The Russians and the 2016 US elections
Donald Trump and the Republican Party are in denial, but a big part of their cover story has been blown away with the indictment of three companies and 13 Russian citizens for undue foreign meddling in the 2016 elections and related crimes. We should expect those who have repackaged libel and presented it as “alternative facts” to continue their ugly divorce with reality.
The indictment, which will surely not be the special prosecutor’s last — even if Mr. Mueller is fired and someone replaces him in that office — did not name any American accomplices. The full extent and nature of the relationship between the Trump campaign and Russian agents remains unknown.
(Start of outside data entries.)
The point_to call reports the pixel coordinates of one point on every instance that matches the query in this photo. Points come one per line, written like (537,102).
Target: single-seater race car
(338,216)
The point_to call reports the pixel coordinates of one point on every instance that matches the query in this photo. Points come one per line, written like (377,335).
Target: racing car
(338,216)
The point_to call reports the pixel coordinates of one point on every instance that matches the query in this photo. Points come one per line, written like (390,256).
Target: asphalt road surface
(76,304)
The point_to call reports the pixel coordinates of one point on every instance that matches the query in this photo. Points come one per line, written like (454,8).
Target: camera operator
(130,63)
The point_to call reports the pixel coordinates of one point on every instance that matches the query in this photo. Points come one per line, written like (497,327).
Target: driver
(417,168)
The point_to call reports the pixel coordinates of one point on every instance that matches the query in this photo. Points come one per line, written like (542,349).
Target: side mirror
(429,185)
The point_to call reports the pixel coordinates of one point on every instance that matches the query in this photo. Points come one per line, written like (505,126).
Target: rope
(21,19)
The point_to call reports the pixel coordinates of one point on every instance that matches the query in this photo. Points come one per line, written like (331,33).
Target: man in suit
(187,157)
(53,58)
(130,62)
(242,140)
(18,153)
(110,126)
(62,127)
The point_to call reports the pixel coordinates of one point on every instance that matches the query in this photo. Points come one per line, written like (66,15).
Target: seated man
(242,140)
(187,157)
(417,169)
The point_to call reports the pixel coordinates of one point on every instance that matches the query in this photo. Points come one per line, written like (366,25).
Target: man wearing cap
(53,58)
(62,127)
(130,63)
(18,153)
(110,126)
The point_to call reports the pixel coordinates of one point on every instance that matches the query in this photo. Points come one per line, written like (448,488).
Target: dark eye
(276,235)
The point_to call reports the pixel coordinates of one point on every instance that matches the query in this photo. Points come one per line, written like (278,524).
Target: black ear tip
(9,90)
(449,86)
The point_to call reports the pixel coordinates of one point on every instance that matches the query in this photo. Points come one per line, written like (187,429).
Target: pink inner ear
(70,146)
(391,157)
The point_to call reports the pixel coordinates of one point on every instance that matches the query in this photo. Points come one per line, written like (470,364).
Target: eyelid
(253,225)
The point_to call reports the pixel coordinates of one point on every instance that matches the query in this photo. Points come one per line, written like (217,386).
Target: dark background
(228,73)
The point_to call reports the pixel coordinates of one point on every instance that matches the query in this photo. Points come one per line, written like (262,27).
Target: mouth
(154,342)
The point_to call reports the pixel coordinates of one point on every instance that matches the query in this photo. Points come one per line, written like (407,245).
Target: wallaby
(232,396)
The indictment describes a much farther reaching Russian destabilization effort, however, one that is ongoing to this day. It describes online agents’ generalized campaign of defamation, disinformation and manipulation of US public discourse. It describes Russian agents coming into the United States to participate in American electoral politics, in violation of foreign agent registration, campaign finance disclosure and US immigration laws. It describes campaign ad purchases through such giant US companies as Google and Facebook, in violation of US election laws because these were foreign entities doing the purchasing. It describes various forms of identity theft, from the blatantly illegal hijacking of real persons’ Facebook accounts to boost their fake organizations, to the legal gray zone of posing as supporters of Trump, Bernie Sanders or other candidates or of social movements of the left or right.
Americans — the government, the political parties, social movements, media and individuals — need to strengthen the defenses against this sort of thing, and not only when it’s practiced by foreigners. Americans should not get away with such sordid games within the US body politic either, and the United States should not behave this way abroad.
There are two big dangers here. One is a ruinous over-reaction that leads the United States to spend trillions of dollars that it really doesn’t have for an escalated series of conflicts with Russia. The other is that, in the name of security, authoritarian individuals or institutions will shut down debate so as to enhance their own power.
Those who have been disloyal, dishonest or just plain gullible ought to be identified as such and penalized appropriately. In most cases the proper remedy is just pubic disrepute. There should be consequences for libel. Assumed names should be traceable back to their real world originators.
We don’t actually know, and may never know, if foreign manipulation swung the close 2016 US presidential election. We ought to know that this manipulation played upon weaknesses in the US political system and the personal flaws of prominent actors within it. Americans caused these weaknesses, not foreigners. Americans must solve the problem.